ON Sept. 11, a band of heavily armed men stormed the U.S. Consulate in Benghazi, overwhelmed a small security force and killed four men, including Ambassador Chris Stevens.
At first, the White House said the attack was spontaneous, an outgrowth of a demonstration against a video that ridiculed the Muslim Prophet Muhammad. But day by day, top U.S. officials have come to suggest publicly that it was much more. Officials now say the embassy siege might have been a well-planned attack by al-Qaida-affiliated terrorists. On Wednesday, Secretary of State Hillary Rodham Clinton became the highest-ranking administration official to link an al-Qaida franchise in North Africa to the attack.
A scant five weeks before a presidential election, the evolving account of what happened in Benghazi has the White House looking defensive and Republicans seeing opportunity. The Obama campaign is sensitive to questions of whether there was a security lapse or intelligence failure.

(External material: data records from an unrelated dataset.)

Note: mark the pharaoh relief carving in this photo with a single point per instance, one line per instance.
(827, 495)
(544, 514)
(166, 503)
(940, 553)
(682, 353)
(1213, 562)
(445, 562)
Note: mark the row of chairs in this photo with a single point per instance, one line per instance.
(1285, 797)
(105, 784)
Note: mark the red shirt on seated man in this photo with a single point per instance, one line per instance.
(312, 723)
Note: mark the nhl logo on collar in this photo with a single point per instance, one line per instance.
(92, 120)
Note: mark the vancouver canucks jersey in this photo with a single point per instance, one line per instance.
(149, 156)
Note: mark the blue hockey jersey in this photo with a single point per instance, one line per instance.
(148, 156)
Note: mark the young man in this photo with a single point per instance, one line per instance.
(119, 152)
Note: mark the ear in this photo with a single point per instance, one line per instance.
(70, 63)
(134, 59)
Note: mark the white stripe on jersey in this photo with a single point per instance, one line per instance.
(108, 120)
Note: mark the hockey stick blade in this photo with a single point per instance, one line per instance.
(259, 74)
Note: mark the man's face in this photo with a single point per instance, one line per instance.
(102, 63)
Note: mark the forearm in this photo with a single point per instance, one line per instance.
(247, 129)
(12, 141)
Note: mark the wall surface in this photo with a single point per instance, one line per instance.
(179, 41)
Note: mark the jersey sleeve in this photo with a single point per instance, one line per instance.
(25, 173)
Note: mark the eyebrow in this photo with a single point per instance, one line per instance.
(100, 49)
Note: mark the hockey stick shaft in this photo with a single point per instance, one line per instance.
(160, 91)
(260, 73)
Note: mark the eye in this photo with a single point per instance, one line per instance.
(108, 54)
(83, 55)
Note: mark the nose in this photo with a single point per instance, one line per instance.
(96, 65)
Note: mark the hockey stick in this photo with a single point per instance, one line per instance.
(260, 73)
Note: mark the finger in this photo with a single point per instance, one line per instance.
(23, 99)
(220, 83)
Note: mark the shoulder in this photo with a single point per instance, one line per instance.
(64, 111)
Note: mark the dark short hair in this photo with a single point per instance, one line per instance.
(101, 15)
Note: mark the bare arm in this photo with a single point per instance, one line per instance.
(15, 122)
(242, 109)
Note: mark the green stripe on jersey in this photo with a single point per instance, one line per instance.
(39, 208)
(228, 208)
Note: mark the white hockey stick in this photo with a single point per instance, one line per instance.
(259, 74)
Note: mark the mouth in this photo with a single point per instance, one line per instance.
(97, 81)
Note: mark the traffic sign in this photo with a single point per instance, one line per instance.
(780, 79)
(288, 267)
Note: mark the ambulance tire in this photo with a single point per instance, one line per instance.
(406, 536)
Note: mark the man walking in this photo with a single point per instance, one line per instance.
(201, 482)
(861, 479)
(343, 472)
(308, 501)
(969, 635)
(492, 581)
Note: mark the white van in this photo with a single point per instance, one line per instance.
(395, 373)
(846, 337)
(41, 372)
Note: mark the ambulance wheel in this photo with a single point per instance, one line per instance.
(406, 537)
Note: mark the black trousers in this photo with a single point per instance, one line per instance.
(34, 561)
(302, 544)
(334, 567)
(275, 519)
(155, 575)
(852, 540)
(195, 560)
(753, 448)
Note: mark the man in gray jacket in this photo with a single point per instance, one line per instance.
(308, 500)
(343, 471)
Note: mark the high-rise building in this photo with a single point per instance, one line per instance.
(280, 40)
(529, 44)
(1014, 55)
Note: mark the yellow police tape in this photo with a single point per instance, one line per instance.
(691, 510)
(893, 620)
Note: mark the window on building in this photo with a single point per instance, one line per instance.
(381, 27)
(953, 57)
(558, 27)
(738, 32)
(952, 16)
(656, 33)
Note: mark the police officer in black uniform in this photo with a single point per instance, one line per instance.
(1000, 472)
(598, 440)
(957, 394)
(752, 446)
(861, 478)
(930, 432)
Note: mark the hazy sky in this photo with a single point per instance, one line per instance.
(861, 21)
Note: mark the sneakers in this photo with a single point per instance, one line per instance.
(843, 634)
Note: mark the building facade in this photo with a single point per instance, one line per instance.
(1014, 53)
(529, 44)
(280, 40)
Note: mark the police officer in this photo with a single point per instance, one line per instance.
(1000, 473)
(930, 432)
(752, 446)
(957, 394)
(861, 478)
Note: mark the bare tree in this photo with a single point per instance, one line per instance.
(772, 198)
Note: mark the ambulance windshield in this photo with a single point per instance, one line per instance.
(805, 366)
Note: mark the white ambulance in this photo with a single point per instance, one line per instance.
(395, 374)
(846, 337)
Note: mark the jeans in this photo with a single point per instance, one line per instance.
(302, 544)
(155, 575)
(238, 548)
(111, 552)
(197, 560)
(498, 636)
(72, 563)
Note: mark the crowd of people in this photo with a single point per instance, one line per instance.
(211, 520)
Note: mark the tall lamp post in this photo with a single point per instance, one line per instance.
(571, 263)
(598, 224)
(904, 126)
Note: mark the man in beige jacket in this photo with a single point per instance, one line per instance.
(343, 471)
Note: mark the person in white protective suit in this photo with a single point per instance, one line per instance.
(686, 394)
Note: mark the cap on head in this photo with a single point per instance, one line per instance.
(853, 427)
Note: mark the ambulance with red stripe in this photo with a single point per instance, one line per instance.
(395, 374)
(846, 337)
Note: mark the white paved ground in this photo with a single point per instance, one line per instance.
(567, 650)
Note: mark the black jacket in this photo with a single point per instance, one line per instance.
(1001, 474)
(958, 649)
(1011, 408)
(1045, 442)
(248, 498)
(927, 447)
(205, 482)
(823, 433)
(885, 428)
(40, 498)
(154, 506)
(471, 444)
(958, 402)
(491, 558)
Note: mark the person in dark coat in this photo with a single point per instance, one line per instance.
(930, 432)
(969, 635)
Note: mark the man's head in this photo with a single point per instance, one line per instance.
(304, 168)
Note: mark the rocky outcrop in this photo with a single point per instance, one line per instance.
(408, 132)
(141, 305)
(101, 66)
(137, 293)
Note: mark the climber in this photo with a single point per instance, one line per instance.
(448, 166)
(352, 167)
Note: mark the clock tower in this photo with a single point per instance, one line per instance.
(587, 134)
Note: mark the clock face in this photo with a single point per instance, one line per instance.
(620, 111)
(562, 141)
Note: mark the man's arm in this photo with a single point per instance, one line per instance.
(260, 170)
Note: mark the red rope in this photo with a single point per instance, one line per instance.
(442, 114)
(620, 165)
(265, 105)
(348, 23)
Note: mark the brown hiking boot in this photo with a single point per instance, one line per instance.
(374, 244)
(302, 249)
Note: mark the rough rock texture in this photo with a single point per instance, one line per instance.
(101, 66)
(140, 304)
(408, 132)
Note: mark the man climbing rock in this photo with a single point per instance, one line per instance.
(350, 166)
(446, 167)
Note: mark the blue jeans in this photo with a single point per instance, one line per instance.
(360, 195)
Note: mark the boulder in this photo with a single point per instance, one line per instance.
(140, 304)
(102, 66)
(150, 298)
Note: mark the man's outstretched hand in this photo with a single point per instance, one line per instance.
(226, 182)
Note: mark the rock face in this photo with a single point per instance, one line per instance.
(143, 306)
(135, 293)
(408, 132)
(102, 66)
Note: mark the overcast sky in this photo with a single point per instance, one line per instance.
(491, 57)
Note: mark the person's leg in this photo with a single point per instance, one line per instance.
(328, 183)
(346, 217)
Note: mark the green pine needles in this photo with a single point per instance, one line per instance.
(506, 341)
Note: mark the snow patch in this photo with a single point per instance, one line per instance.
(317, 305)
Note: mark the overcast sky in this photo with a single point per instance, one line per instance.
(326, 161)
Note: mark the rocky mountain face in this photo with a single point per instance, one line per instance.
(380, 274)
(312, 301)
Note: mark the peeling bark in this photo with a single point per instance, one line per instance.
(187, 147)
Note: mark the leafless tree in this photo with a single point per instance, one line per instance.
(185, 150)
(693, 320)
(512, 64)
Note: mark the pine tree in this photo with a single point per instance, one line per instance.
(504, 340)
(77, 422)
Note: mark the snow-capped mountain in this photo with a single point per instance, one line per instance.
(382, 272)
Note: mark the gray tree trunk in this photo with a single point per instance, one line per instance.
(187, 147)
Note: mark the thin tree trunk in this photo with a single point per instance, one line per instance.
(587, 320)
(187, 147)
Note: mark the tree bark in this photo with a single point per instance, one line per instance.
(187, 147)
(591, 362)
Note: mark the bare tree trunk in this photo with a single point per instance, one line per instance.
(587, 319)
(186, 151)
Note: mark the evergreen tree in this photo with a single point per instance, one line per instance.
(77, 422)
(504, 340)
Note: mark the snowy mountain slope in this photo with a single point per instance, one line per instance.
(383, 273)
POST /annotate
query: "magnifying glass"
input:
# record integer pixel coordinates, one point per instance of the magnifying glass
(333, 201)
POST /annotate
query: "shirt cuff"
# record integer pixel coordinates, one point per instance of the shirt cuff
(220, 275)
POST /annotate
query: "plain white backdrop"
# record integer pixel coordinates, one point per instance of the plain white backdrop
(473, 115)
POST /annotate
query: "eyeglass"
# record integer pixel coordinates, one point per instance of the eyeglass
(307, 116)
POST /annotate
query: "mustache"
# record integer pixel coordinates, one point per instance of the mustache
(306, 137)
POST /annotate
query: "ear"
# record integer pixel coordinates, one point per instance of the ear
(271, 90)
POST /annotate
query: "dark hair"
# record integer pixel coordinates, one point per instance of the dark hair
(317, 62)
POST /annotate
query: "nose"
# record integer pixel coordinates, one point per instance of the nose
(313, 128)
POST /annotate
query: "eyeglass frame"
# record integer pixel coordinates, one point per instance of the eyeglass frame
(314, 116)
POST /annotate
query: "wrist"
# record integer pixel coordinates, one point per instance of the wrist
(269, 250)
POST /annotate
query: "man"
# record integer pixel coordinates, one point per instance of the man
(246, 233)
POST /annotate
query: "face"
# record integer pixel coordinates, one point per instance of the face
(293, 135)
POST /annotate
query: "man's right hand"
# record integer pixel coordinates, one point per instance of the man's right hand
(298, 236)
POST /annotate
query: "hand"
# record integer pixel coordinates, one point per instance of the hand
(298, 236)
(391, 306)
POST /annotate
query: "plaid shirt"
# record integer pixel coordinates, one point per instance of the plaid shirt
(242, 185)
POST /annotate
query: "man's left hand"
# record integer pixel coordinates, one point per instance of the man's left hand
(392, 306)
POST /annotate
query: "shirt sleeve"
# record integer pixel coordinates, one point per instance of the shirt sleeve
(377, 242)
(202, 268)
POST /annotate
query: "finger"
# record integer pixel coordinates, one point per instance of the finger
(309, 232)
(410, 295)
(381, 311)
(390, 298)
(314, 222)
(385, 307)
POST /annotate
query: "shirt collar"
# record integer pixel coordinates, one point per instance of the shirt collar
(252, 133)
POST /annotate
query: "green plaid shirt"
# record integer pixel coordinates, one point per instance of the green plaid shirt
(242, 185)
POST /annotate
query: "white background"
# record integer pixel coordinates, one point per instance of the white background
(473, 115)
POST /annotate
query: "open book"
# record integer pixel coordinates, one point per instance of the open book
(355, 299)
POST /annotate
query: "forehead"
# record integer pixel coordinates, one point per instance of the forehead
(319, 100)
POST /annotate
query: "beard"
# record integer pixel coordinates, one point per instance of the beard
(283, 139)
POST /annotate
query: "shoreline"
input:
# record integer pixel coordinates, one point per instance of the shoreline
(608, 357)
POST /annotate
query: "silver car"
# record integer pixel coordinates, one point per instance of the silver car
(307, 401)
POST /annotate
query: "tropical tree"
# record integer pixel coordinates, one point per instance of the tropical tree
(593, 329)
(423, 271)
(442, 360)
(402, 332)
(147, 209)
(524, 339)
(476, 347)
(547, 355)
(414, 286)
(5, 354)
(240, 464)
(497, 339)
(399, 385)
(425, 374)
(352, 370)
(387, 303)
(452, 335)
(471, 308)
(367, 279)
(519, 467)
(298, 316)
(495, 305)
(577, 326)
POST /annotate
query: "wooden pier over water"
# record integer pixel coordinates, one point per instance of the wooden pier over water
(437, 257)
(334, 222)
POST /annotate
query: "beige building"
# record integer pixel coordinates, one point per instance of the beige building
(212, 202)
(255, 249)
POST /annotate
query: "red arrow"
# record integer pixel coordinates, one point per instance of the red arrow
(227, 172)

Some Republican leaders have seized on the administration's changing account to suggest that the administration isn't coming clean on what it knows about the attack and the attackers.
No doubt U.S. intelligence on this attack is growing and evolving. The new government in Libya has rounded up dozens of suspects for interrogation and looks to be fully cooperating with U.S. authorities.
Republicans run the risk of looking like they're capitalizing on tragedy. But they're right on one point: The White House owes Americans a full accounting of what happened and who was responsible. White House officials need to be forthcoming about what they know and what is still to be determined.
Remember a central lesson from the 9/11 Commission report: The attacks on Sept. 11, 2001, were possible partly because the United States, under President Bill Clinton and President George W. Bush, never fully grasped the danger posed by al-Qaida.
The muted American response to the February 1993 truck bomb attack against the World Trade Center and the 1998 bombing of U.S. embassies in Tanzania and Kenya invited more of the same.
The anti-terror efforts of U.S agencies “were sometimes energetic and sometimes effective,” the report said. “But the United States did not, before 9/11, adopt as a clear strategic objective the elimination of al-Qaida.”
That's how Osama bin Laden figured he and his fellow terrorists could kill Americans without suffering any consequences.
The story has been different since the 2001 attacks. American resolve to defeat al-Qaida has produced an impressive string of now-deceased al-Qaida leaders who learned how tenacious and ingenious a foe they had aroused. Any countries that harbor al-Qaida or its sympathizers also know that America's anti-terror war doesn't stop at their borders. The Obama administration has been strong in its efforts.
Al-Qaida has lost its safe base of operations and many of its top leaders, but it remains dangerous, through sympathizers and affiliates. The key questions about the attack in Libya: Was a U.S. ambassador murdered by an al-Qaida affiliate and, if so, how will the U.S. respond?
It's been a while since we wrote the words war on terror. That's a phrase repeated so often that for some Americans it has lost its power.
Call it what you will, America remains at war with al-Qaida and with terrorists across the globe. This isn't a war that ends neatly with a decisive battle or a strategic withdrawal. Al-Qaida and its ilk are patient. Terrorists probe for vulnerabilities, exploit opportunities to kill Americans. Those who plotted and carried out this fierce attack on the American Consulate in Benghazi will be waiting and watching. They may hope for a slackening of American resolve. Let them be disappointed.